Fairy Tales, Dreams—And Reality


Last week, King Charles III (74) was crowned to be the official head of state of the United Kingdom and 13 other countries, well, to be the constitutional and symbolic head. The many Brits and people from around the world who took part in the events, mostly via TV, of course, came into a fairy-tale mood. True, some were less supportive and even against the fantastic magnitude of celebrations. But maybe the fairy-tale parts have some positive functions? Maybe fairy tales can even help us see reality better, with their many facets and diversities. Maybe the ‘pomp and pageantry’, or perhaps the term is, ‘pomp and circumstance’, can help us understand and question things we have not thought of before. Perhaps daydreaming a bit in life, from time to time, is important to be able to take the many difficulties everyone will face in life, indeed now with rising inflation, leading to growing hardship, sometimes poverty even in a country such as the UK? The unique scientist Albert Einstein (1879-1955) advised parents and teachers to read fairy tales to the children if they wanted them to become clever and creative—and last week’s London events were ‘live’ fairy tales, not just something invented by writers. Many stories about life and traditions are beautified descriptions of reality—and such stories may not even be about royals. They could be about Pakistanis dreaming about life in the West, or Norwegians thinking about life in America 150 years ago when so many of them went to the ‘New World’. Again, maybe we ‘ordinary people’ need to use our fantasies and dream about things that are ‘bigger than life’. Perhaps it makes us happy even if we know they are exaggerations. And perhaps Einstein had a point, namely that our dreams can lead us to greater creativity, innovation and the use of our hidden talents and skills.
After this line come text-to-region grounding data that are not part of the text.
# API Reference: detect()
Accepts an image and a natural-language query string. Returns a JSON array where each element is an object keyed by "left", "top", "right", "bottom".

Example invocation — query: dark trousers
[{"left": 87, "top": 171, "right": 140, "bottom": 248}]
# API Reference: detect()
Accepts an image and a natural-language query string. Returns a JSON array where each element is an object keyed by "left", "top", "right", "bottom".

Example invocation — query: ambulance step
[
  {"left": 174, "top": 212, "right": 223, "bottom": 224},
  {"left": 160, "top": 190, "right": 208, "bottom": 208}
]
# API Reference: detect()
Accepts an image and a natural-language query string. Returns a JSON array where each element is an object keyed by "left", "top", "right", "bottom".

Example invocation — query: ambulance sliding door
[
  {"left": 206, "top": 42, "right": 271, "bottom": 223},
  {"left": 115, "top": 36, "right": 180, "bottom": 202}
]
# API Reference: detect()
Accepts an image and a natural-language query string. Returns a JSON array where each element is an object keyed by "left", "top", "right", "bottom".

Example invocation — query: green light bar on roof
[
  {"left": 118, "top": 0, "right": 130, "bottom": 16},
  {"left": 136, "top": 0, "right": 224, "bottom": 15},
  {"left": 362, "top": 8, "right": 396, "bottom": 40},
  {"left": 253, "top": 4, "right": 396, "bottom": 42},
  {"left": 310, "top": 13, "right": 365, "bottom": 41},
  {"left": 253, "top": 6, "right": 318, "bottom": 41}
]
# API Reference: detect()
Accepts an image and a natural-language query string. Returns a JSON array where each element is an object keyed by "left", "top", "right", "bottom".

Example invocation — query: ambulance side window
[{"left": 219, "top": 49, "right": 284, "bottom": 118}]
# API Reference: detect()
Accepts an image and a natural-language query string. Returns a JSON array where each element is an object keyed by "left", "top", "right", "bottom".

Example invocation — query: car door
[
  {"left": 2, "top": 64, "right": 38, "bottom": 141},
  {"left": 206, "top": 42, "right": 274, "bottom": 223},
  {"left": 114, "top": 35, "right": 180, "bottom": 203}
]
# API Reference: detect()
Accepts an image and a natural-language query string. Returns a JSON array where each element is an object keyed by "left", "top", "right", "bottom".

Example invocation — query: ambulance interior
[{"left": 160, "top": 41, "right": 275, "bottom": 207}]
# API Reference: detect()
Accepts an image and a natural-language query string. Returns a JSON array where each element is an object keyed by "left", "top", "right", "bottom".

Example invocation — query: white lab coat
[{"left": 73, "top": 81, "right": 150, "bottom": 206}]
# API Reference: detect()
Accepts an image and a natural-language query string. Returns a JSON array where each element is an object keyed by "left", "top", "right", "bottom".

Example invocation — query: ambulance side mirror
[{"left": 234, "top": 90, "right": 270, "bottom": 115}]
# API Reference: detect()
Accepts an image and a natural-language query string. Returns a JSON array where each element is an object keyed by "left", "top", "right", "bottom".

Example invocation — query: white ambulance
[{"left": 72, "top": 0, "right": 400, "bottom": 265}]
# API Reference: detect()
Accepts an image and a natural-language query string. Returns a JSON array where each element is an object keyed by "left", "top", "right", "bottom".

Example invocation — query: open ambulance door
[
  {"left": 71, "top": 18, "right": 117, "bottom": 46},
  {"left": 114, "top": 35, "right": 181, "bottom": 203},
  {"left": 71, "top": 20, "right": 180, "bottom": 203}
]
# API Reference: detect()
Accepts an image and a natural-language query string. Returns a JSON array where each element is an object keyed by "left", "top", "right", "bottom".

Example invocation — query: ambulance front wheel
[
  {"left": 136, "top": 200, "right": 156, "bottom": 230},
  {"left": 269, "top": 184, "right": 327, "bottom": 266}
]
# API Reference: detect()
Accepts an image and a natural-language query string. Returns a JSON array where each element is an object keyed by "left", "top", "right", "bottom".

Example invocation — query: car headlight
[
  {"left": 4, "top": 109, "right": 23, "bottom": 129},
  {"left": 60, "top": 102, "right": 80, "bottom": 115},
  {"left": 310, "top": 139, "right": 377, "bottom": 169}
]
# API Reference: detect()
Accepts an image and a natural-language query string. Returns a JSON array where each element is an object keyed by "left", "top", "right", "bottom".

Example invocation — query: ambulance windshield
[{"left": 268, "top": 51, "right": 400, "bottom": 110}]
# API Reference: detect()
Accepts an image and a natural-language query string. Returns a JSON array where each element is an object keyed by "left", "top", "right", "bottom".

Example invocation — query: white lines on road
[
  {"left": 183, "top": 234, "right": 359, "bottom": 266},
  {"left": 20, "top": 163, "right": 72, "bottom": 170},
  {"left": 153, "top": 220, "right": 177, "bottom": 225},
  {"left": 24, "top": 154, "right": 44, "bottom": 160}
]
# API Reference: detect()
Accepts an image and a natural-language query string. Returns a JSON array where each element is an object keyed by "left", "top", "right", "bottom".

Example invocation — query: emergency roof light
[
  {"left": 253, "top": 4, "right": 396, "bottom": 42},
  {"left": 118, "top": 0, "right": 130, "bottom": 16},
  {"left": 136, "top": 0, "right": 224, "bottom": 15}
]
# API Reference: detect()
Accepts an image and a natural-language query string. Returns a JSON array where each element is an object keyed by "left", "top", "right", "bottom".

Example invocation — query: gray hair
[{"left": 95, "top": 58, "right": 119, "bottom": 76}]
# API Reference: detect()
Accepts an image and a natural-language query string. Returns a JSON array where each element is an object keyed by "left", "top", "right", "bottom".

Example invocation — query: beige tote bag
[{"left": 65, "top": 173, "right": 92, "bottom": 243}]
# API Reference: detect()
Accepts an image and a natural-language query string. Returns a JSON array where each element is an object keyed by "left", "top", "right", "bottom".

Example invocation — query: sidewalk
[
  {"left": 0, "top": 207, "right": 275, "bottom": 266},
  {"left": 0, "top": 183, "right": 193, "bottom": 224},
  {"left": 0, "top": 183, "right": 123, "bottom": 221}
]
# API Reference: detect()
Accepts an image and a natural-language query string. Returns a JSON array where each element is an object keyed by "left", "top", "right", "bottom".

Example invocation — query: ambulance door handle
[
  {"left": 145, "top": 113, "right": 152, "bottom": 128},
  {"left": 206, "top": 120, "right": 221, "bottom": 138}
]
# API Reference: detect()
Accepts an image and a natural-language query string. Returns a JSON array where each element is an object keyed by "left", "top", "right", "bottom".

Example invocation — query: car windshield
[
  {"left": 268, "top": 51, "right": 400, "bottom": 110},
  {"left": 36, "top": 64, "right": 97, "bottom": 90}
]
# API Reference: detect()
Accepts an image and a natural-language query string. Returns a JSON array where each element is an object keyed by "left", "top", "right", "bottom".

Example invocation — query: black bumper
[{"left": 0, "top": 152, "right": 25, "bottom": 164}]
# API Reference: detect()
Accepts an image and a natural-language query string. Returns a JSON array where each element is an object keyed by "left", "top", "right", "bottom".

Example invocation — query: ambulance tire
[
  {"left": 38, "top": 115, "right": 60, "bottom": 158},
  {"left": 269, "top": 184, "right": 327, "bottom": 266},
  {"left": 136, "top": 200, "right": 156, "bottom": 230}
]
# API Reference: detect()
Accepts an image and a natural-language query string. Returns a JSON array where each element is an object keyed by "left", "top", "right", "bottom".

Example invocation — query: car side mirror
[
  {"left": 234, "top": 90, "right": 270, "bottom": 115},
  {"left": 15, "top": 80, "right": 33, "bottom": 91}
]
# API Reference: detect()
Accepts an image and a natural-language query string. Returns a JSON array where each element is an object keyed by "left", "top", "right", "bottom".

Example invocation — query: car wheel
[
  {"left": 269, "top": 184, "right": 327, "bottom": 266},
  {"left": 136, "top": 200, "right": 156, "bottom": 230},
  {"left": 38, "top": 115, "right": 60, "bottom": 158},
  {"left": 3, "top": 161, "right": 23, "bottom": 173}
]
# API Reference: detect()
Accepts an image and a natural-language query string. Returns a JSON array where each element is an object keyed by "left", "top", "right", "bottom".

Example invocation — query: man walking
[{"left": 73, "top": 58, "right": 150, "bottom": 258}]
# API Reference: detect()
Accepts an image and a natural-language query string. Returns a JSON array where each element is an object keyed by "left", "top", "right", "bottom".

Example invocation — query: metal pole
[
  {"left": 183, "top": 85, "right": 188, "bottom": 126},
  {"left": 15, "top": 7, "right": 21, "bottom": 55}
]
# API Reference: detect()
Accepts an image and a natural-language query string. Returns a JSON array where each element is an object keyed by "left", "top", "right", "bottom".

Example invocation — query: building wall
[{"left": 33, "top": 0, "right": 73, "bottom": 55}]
The formal coronation ceremony in London last week took place in the impressive cathedral of Westminster Abbey, in itself a ‘fairy-tale building’. The head of the Anglican Church, the Archbishop of Canterbury, was the master of the ceremony. It was a religious event, with secular state and military aspects playing lesser roles. In certain ways, it was also a family event since the new king had ‘inherited the throne’. This time, the head of state’s spouse, Queen Camilla (75), was also crowned. However, the event was toned down as compared to the event in 1953, when the previous head of state, Queen Elisabeth II (1926-2022). That time, the guest list included no less than some 8,000 people: this time, ‘only’ 2,000. They were royals and other nobility from many countries, often related to each other since intermarriages were common amongst that little ‘clique’ at the top of the class society until recently. There were heads of state, prime ministers, top politicians, leaders of international organizations, private companies, religious organisations, and so on. Many of them, have climbed the ladder and not inherited their posts and place in society, and they must have pinched their arm while attending the event, indeed being at the top of the world in an ‘ongoing fairy-tale’, not just reading about it in a children’s book.

‘Ordinary people’ were part of the event, too, or at least peep in from outside and imagine they had taken part in it. Tens of thousands lined a couple of kilometres long route of the royal procession, where the streets had been decorated with Union Jack flags, royal monograms and more. The King and Queen travelled in a century-old, golden fairy-tale horse cart from Westminster Abbey to Buckingham Palace, their official residence. In spite of the rainy weather, people enjoyed the festive atmosphere with brass band music, a lot of hustle and bustle, and perhaps even getting a glimpse of the dignitaries as they passed by. Some anti-monarchists were there, too, with yellow posters saying that the outdated institution should be gotten rid of. But recent opinion polls show that over sixty percent of the Brits want to keep the ‘fairy-tale institution’, so it is likely to be there in our lifetime—and that of King Charles III.

We should remember that if there is something the UK is good at, it is organizing royal state events. At this time, we know that the UK needs something to make it be seen in the world—now after the end of the British Empire, and recently, pulling out of the European Union, and other issues, too, such as that of Northern Ireland and Scotland. Maybe there will be a loosening of the state-church ties in the UK in the future. Still, through the existing system, religious aspects are included in the state, not making it entirely secular. I believe it is important to keep that tradition, not least at a time when it seems that more young people in Europe have a closer connection to religion than people in the previous couple of generations. Also, religion has important moral and ethical advice to individuals, societies and states, influencing political decisions, with local and international consequences.

Care for the poor and needy is central to believers in all faiths; solidarity and love for one’s neighbour are more important than ever in the turbulent world we live in. If the royals and the ‘fairy-tale institution’ of King Charles III and Queen Camilla can have some positive contributions to peace and peace movements, that would be good. In certain ways, fairy tales make us think with the heart, encouraging us that we don’t always have to be super-intellectual. We need dreams and fairy tales, too. If we look around us today, the big development mistakes are made by people who think they are great intellectuals and realists. We need both types of people, of course, and Einstein knew that; he was walking on two legs, one leg, or maybe one side of the brain, planted in dreams and fairy tales, the other, deep into reality, working for tangible social and material change and development in the world.